Auf Vorposten !


Ankunft, kurze Rast und weiter geht's !

Kampfeslustiges Warten auf den Feind.
Regen auf Vorposten - warum man sich auf das Kommen des Feindes freut !
(Zeichnung des Grenadiers Lapompe)

Nach einem langen und anstrengenden Marsch kommt unsere Grenadier-Kompanie am 6. Juli, es ist ein Freitag, abends im Dorf Wittstorck (oder so ähnlich) an. Nach einer kurzen Rast, die auch zum Wiederinstandsetzen der Ausrüstung und etwas Drill benutzt wird, erhalten wir die Order, daß wir die Nacht nicht friedlich schlafend im Lager, sondern kriegerisch wachsam auf Vorposten verbringen sollen. Na toll.

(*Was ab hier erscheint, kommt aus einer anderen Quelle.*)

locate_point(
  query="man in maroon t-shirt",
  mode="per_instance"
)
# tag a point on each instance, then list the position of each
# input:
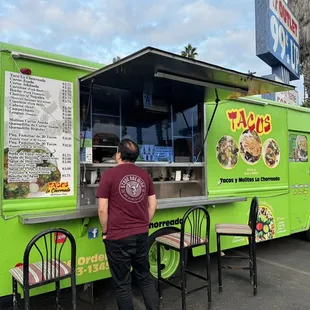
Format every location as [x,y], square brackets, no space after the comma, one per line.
[127,204]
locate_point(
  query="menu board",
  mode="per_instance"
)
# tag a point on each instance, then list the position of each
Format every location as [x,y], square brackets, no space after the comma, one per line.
[38,137]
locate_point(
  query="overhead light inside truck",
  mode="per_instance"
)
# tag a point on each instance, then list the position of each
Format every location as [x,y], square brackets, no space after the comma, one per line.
[206,84]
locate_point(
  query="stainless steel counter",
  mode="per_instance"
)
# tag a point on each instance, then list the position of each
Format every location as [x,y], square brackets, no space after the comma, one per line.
[92,210]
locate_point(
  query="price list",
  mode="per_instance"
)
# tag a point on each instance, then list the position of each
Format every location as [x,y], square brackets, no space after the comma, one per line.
[38,137]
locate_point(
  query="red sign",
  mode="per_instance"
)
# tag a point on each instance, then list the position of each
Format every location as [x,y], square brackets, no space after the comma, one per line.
[59,238]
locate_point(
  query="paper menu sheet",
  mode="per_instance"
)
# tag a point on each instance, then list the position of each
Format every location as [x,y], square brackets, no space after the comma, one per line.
[38,137]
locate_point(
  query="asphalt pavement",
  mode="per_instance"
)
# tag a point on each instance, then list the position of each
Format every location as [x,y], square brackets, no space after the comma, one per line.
[283,283]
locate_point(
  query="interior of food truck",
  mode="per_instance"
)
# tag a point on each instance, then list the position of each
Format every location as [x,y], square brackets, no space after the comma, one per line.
[157,100]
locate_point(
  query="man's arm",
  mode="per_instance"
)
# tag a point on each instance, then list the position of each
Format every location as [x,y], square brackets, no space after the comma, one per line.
[152,206]
[103,213]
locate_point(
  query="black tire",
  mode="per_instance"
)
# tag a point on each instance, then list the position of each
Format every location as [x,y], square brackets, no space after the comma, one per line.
[307,235]
[159,233]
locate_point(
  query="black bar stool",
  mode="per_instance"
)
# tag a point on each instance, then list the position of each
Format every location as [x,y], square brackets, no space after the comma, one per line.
[49,268]
[247,230]
[198,221]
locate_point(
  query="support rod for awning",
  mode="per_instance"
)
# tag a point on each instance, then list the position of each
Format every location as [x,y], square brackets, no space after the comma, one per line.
[87,111]
[217,101]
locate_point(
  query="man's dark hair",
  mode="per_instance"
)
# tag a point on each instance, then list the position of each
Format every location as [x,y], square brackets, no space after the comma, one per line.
[129,150]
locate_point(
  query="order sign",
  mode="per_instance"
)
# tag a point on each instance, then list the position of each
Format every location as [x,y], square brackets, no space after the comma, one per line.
[277,35]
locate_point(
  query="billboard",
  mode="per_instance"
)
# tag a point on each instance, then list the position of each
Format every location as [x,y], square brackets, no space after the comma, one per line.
[277,36]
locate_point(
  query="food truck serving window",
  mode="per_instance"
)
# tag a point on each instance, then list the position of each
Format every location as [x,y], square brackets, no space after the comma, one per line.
[165,131]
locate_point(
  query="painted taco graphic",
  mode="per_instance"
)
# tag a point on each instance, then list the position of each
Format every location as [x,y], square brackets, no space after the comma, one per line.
[250,147]
[18,190]
[302,148]
[227,152]
[265,225]
[271,153]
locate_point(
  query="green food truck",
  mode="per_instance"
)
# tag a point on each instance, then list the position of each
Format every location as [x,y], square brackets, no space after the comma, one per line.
[205,137]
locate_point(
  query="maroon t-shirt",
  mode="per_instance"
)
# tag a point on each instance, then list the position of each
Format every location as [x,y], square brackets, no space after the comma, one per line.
[127,187]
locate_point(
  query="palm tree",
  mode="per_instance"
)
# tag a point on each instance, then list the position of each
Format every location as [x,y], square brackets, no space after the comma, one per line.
[189,51]
[301,9]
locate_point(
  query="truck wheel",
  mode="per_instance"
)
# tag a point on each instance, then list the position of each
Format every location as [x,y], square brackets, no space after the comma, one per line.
[307,235]
[170,259]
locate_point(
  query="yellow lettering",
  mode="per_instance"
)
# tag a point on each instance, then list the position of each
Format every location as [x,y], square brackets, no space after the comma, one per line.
[81,261]
[94,259]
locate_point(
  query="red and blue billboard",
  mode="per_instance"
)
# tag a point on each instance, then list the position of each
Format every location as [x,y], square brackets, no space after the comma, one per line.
[277,36]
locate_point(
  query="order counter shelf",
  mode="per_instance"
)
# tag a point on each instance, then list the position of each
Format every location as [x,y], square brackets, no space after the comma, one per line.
[92,210]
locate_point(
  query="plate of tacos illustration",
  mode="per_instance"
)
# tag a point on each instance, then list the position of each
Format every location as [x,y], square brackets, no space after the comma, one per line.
[265,225]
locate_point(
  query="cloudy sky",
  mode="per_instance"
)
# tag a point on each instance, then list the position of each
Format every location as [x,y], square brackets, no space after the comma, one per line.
[99,30]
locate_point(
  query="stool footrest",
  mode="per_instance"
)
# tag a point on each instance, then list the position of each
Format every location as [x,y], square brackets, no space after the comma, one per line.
[197,289]
[235,267]
[236,257]
[196,275]
[187,292]
[171,283]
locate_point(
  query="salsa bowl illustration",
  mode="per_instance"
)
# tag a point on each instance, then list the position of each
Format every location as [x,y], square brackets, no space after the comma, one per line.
[271,153]
[265,225]
[227,152]
[250,147]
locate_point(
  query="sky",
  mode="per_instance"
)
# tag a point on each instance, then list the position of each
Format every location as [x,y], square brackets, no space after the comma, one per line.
[223,31]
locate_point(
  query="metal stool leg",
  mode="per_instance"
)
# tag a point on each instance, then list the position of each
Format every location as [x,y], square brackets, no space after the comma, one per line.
[26,298]
[251,259]
[208,273]
[57,286]
[219,262]
[254,265]
[15,293]
[158,271]
[73,290]
[183,279]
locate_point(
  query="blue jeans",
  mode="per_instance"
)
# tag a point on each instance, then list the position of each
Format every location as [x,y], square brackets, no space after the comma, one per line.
[122,254]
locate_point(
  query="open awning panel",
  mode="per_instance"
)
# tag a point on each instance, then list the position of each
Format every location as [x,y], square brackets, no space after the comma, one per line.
[180,78]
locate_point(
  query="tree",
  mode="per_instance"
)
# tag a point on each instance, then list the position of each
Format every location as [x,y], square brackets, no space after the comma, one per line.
[301,10]
[189,51]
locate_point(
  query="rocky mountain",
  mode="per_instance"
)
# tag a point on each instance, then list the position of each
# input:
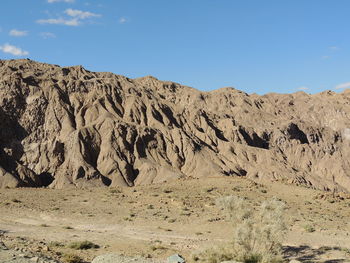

Bevor wir aufbrechen, erblicken wir drei Dörfler, die einen Karren hiner sich herziehen. Als sie uns erblicken, versuchen sie zu fliehen, doch es gibt nichts flinkeres als neugierige französische Grenadiere. Nachdem wir sie gestellt haben, wundern wir uns, daß sie überhaupt vor uns weglaufen wollten, doch die Sprachbarriere verhindert die Auflösung des Rätsels. Diese ungebildeten Bauern sprechen kein einziges Wort Französisch.

Jedenfalls haben sie uns ein Geschenk mitgebracht: ein ganzes Faß Bier, und Gemüse und Fleisch für die Suppe ! Wahrscheinlich, damit wir das Dorf nicht plündern. Wir bedanken uns freudig, und überreichem jedem der drei Dörfler einen Kohlrabi aus unseren neuen Vorräten. Ein französischer Grenadier im Überfluß teilt gerne. Irgendwie machen sie trotzdem lange Gesichter und blicken immer wieder abwechselnd auf den Kohlrabi in ihrer Hand, auf uns und auf unseren mit Nahrung beladenen Karren. Vielleicht sind sie etwas beschämt, weil sie zunächst vor uns weggelaufen waren ? Sei's drum.

Auf Vorposten können wir das Faß schlecht mitnehmen. Wir verstauen die Lebensmittel in unseren Tornistern, und rollen den Karren in das naheliegende Lager einer verbündeten sächsischen Grenadier-Kompanie. Als wir am nächsten Tag zurückkommen, ist das Faß verschwunden. So geht es zu im Kriege.

Wir marschieren ab in die Gegend nördlich von Wittstorck. Dort, in einem Wäldchen, hat das unvergleichliche 9e léger sein verstecktes Lager aufgeschlagen. Unser Auftrag ist, ihre Ruhe zu schützen, indem wir weiter westlich, den im Dorf Katzendorf vermuteten Preußen entgegen, die avant-postes (Vorposten) stellen.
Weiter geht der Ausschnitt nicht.